GNNAdvisor: An Efficient Runtime System for GNN Acceleration on GPUs

[Paper, Slides, Video Talk] at USENIX OSDI'21

@inproceedings{GNNAdvisor,
title={GNNAdvisor: An Efficient Runtime System for GNN Acceleration on GPUs},
author={Yuke Wang and Boyuan Feng and Gushu Li and Shuangchen Li and Lei Deng and Yuan Xie and Yufei Ding},
booktitle={USENIX Symposium on Operating Systems Design and Implementation (OSDI'21)},
year={2021}
}

1. Getting Started Instructions.

Clone this project

git clone --recursive git@github.com:YukeWang96/OSDI21_AE.git

Hardware:
- CPU x86_64 with host memory >= 32GB. (Tested on Intel Xeon Silver 4110 (8-core 16-thread) CPU with 64GB host memory).
- NVIDIA GPU (arch>=sm_60) with devcie memory >= 16GB. (Support NVIDIA Quadro P6000 (sm_61), Tesla V100 (sm_70), and RTX3090 (sm_86).
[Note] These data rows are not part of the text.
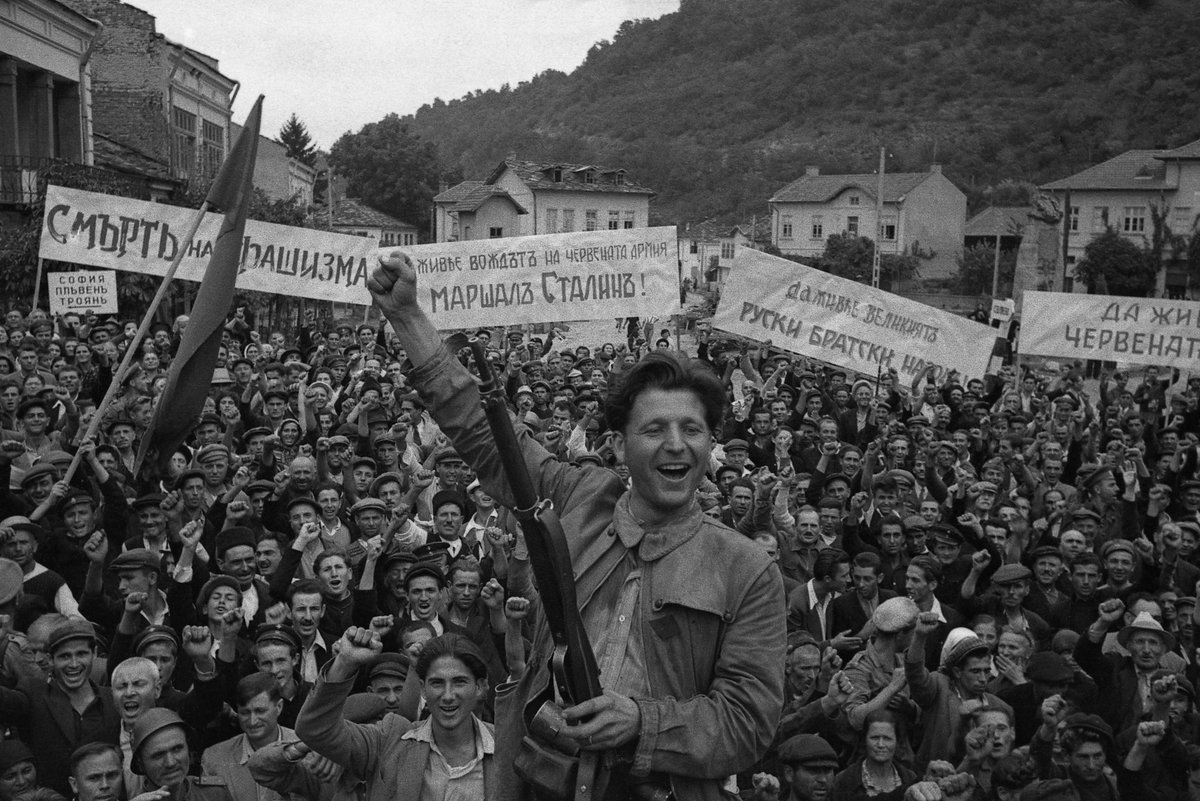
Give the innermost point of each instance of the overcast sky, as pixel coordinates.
(341, 64)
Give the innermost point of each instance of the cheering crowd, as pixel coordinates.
(798, 583)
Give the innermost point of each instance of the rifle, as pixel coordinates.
(573, 663)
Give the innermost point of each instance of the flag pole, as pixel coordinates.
(37, 283)
(119, 373)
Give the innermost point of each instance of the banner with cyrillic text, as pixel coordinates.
(88, 290)
(813, 313)
(1139, 330)
(550, 278)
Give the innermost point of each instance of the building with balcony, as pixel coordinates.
(156, 97)
(1128, 193)
(46, 49)
(923, 214)
(522, 198)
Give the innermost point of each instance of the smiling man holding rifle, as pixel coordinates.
(684, 615)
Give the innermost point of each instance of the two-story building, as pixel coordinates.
(279, 175)
(923, 214)
(522, 198)
(157, 97)
(707, 250)
(354, 217)
(46, 49)
(1125, 193)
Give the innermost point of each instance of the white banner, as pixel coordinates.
(1139, 330)
(1002, 309)
(89, 290)
(557, 277)
(817, 314)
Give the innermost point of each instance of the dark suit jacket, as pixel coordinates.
(48, 724)
(849, 432)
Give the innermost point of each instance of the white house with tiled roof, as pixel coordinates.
(923, 214)
(1122, 192)
(354, 217)
(543, 198)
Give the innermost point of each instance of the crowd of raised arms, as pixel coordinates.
(990, 582)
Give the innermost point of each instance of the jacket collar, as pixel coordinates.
(655, 542)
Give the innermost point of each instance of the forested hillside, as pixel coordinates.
(725, 101)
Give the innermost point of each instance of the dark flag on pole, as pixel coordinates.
(191, 371)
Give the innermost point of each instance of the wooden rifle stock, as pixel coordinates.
(575, 669)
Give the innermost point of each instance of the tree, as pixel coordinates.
(977, 265)
(389, 168)
(294, 136)
(1113, 265)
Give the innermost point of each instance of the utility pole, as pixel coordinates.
(879, 222)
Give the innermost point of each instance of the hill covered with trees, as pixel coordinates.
(720, 103)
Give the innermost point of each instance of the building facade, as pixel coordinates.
(354, 217)
(522, 198)
(46, 50)
(157, 97)
(923, 214)
(1127, 193)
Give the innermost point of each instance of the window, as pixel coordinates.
(184, 139)
(213, 149)
(1134, 220)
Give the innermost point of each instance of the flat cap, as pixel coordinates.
(367, 504)
(1114, 546)
(895, 615)
(1090, 723)
(211, 452)
(151, 722)
(73, 628)
(151, 634)
(1011, 574)
(965, 648)
(136, 559)
(808, 750)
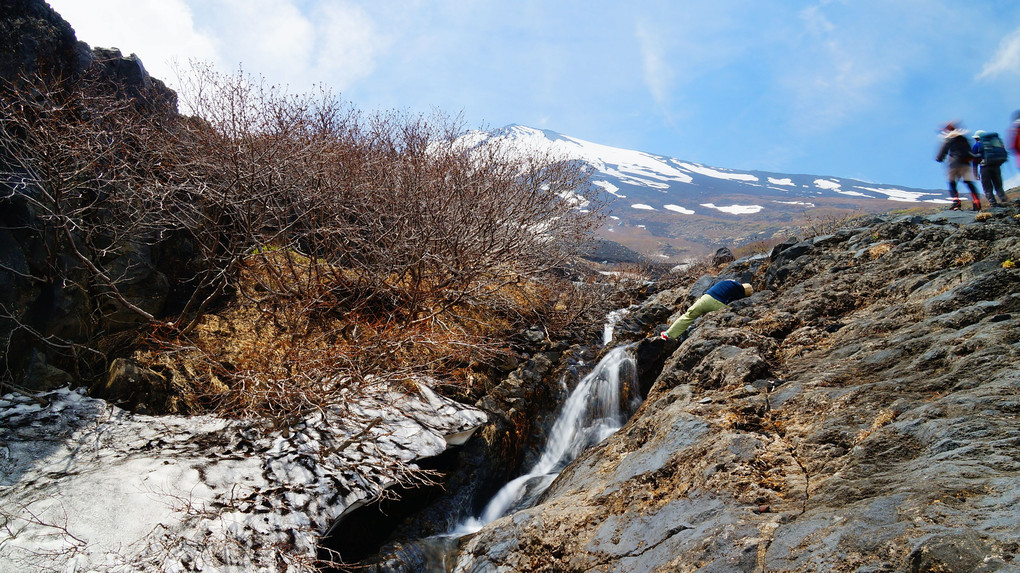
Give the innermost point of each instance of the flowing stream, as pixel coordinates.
(599, 406)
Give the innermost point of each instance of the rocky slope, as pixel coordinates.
(857, 414)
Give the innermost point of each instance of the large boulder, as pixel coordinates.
(857, 416)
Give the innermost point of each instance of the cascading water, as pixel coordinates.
(598, 407)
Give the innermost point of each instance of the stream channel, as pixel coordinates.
(600, 404)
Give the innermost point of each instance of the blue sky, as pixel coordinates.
(848, 88)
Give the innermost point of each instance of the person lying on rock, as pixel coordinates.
(720, 295)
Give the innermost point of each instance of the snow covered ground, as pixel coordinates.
(88, 486)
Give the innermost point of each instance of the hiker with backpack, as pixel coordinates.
(956, 146)
(990, 155)
(1014, 137)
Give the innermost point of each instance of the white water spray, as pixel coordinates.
(597, 408)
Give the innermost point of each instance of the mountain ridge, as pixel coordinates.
(671, 209)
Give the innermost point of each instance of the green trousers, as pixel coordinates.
(702, 306)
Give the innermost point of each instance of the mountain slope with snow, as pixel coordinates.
(671, 208)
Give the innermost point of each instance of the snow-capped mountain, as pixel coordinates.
(672, 208)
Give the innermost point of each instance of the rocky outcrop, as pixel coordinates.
(857, 414)
(48, 305)
(521, 406)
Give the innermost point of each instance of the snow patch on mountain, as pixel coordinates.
(735, 209)
(678, 209)
(644, 177)
(708, 171)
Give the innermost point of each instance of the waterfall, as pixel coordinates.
(598, 407)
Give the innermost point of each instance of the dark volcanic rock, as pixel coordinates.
(858, 415)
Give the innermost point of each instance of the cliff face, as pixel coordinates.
(858, 413)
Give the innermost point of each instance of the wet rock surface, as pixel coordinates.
(857, 414)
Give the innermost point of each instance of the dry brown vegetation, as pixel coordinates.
(319, 249)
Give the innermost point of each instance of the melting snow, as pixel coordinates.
(827, 185)
(735, 209)
(610, 189)
(678, 209)
(708, 171)
(89, 486)
(898, 194)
Note that upon creating this artifact, we mainly evaluate our design on RTX3090. The execution time may be different across different devices but the overall trend of performance (speedup) is similar.
OS & Compiler:
- Ubuntu 16.04+
- gcc >= 7.5
- cmake >= 3.14
- CUDA >= 11.0 and nvcc >= 11.0
Important Files/Directories
- dgl_baseline/: contains latest DGL implementation and python benchmark and result analysis scripts.
- pyg_baseline/: contains latest PyG implementation and python benchmark and result analysis scripts.
- Gunrock/: contains latest Gunrock implementation of SpMM kernel for neighbor aggregation and python benchmark script.
- Docker/: contains docker file for setting up the compilation and running environment.
  - cu102/: dockerfile for sm < 80, such as Quadro P6000 and Tesla V100.
  - cu110/: dockerfile for sm >= 80, such as RTX 3090.
- rabbit_module/: contains the source of rabbit reordering and python binding.
- GNNAdvisor/: the directory for GNNAdvisor and Python benchmark and result analysis scripts.
  - GNNConv/: the C++/CUDA source code (GNNAdvisor_kernel.cu) for GNN sparse computation kernel, python binding of kernels (GNNAdvisor.cpp) and python setup.py installation script.
  - gnn_conv.py: the Python script for defining the GNN convolution at high-level.
  - param.py: the Python script for defining the input-level properties and different rules for handling this properties to generate performance-related configuration, such as warpPerBlock.
  - dataset.py: the Python loader for datasets from either plain .txt edgeList files or binary .npy file.
  - ./s7-4_1_neighbor_partitioning.py, ./s7-4_2_dimension_partitiong.py, ./s7-4_3_node_renumbering.py and ./s7-5_1_hidden_dimension.py are for running additional studies in our paper.
- unitest.py: the Python script for verifying our basic sparse kernel.
- osdi-ae-graphs/ containts the .npy files for all three Types of datasets.
- osdi-ae-graphs-mtx/ containts the plain .mtx files for the Type III datasets for Gunrock SpMM kernel evaluation.

Step-1: Environment Setup

There are two ways to setup the environment of GNNAdvisor and baselines.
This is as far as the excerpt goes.